I don’t know if it’s our upbringing, or some kind of inherent human trait, but we all seem to share it. We all get this feeling that something is too good. Some malicious deity or force of nature or something is deliberately lulling us into a false sense of security, and then wham, drops ten feet of snow on us, or plunges the temperature down to -30, or — or something is going to happen.
The thing is, we like winter up here. We like the snow. We like the bone chilling cold. It’s part of our heritage. It’s part of our nature.
We complain about the cold, the winter, true. But if you listen to those complaints, you begin to realize that we also take a perverse pride in it as well, pride in our ability to deal with it. And an enormous amount of delight in laughing at the people down south when an inch of snow shuts down the entire metro Atlanta area.
Our complaints about the cold and snow are part of the fun, the bragging about how cold it was, the complaints about shoveling six feet of snow off the porch before we could even get outside to get to the outhouse.
Well, okay, the outhouse thing is a bit outdated. We’ve had real indoor plumbing here in Wisconsin for, oh, two or three years now. But you know what I mean.
What’s the point in living in Wisconsin if we can’t brag about the bad weather any more? Is it really worth putting up with living here if we can’t laugh at the people in Illinois because they don’t know how to drive in the snow any more?
It’s been a rather odd autumn here in north eastern Wisconsin. Usually this time of year it’s starting to get chilly, even downright cold. It hasn’t, though. Daytime temperatures have been in the low to mid seventies, at night it has only rarely fallen below 57 – 65 degrees. And it’s also been unusually wet. They’re claiming this has been the fourth wettest season on record.
It’s had an interesting effect on the plants around here. Our roses are in full blossom once again. We have new dill plants sprouting up all over the place. It looks more like May or early June than October.
Our eggplant has gotten its second wind, so to speak, and is loaded with blossoms and new fruit. Same with our poblano and jalapeno pepper plants. We have new green onions sprouting. The oregano I cut back has regrown. Some of our hostas are blooming for the second time this season. The morning glory seed we planted back in May that never sprouted sprang up out of nowhere two or three weeks ago and is now in full flower. The roses are a riot of color, with blossoms coming so heavy the branches can hardly support them.

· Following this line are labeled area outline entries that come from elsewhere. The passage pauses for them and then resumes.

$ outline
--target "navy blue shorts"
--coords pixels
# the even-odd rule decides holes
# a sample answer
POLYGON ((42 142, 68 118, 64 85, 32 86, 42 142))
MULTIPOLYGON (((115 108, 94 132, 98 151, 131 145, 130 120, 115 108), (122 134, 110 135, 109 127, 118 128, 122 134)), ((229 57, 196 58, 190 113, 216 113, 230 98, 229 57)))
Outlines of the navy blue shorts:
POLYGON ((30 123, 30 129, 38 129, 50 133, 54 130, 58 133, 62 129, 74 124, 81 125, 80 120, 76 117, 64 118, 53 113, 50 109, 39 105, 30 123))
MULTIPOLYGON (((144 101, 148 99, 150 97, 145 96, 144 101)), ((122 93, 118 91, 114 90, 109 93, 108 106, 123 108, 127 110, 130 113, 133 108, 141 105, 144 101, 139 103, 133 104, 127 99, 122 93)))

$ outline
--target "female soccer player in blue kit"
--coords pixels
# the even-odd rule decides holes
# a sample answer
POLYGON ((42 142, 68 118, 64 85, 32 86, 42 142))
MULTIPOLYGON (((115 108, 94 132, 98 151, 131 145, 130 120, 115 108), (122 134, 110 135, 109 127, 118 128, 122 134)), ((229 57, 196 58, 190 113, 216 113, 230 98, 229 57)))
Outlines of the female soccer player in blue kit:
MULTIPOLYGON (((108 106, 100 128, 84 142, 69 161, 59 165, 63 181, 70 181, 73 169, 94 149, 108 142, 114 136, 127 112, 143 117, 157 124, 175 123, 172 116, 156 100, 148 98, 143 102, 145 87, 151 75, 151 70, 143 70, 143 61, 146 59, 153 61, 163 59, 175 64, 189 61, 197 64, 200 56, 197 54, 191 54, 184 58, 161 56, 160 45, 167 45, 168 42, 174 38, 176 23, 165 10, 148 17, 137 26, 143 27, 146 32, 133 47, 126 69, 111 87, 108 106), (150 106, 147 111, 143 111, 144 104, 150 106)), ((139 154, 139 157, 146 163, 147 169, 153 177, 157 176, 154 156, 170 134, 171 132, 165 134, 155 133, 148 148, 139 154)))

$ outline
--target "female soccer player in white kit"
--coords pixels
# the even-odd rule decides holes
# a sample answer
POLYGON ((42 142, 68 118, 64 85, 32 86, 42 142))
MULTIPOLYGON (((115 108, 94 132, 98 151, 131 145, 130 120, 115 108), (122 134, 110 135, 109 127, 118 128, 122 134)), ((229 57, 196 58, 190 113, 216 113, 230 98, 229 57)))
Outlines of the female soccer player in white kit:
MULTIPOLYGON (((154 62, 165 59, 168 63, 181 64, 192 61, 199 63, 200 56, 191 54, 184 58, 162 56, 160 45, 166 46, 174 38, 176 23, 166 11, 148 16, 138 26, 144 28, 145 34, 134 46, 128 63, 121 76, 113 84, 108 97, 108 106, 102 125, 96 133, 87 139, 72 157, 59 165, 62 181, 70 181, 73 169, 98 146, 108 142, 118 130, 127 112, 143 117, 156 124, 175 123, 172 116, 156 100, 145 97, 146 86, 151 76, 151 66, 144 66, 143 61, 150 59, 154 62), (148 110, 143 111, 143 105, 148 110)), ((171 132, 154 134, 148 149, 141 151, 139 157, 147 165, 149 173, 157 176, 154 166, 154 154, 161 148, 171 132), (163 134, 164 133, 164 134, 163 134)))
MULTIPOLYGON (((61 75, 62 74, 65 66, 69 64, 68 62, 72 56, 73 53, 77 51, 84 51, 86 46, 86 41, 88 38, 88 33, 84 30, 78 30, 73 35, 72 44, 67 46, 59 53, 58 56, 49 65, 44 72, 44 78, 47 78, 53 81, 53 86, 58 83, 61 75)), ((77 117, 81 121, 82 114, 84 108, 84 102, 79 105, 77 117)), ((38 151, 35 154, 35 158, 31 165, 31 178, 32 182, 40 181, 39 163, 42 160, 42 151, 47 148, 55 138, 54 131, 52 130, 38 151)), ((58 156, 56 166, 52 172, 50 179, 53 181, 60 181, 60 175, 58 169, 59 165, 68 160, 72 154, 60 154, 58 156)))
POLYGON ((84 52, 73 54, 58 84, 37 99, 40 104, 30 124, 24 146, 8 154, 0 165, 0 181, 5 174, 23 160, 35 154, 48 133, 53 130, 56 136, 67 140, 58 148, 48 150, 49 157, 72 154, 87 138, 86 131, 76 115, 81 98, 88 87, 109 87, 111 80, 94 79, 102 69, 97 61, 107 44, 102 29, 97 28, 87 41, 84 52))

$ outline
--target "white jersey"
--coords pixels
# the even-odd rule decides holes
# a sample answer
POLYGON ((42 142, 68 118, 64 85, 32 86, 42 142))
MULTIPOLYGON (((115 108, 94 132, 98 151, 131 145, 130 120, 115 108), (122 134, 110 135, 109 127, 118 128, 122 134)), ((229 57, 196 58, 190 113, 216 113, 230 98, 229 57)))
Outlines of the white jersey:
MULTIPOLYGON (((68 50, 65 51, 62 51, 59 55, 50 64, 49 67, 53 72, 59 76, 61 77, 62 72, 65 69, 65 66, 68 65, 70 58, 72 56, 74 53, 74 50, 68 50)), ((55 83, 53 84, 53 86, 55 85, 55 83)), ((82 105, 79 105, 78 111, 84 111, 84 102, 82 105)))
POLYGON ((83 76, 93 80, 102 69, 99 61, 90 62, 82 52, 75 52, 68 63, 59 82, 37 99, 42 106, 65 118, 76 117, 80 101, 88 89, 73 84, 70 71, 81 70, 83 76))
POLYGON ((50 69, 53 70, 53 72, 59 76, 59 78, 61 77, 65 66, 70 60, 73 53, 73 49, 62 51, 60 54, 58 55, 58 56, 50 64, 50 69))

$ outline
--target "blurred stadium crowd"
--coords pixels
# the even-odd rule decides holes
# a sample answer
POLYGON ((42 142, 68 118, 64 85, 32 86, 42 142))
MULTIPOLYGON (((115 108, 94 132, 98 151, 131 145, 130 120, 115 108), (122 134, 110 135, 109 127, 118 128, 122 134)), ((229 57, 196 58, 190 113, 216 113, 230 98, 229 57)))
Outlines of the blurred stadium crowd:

Rain has been our constant companion for weeks and weeks now. If you don’t live in Wisconsin you may not have heard about the flooding we’ve had; two people killed, houses washed away, roads closed, something like $20 million in damages so far. Farmers should be getting ready to start harvesting corn, should be harvesting soybeans. They can’t get into the fields without the combines sinking into the ground up to the axles, and there seems to be no end in sight.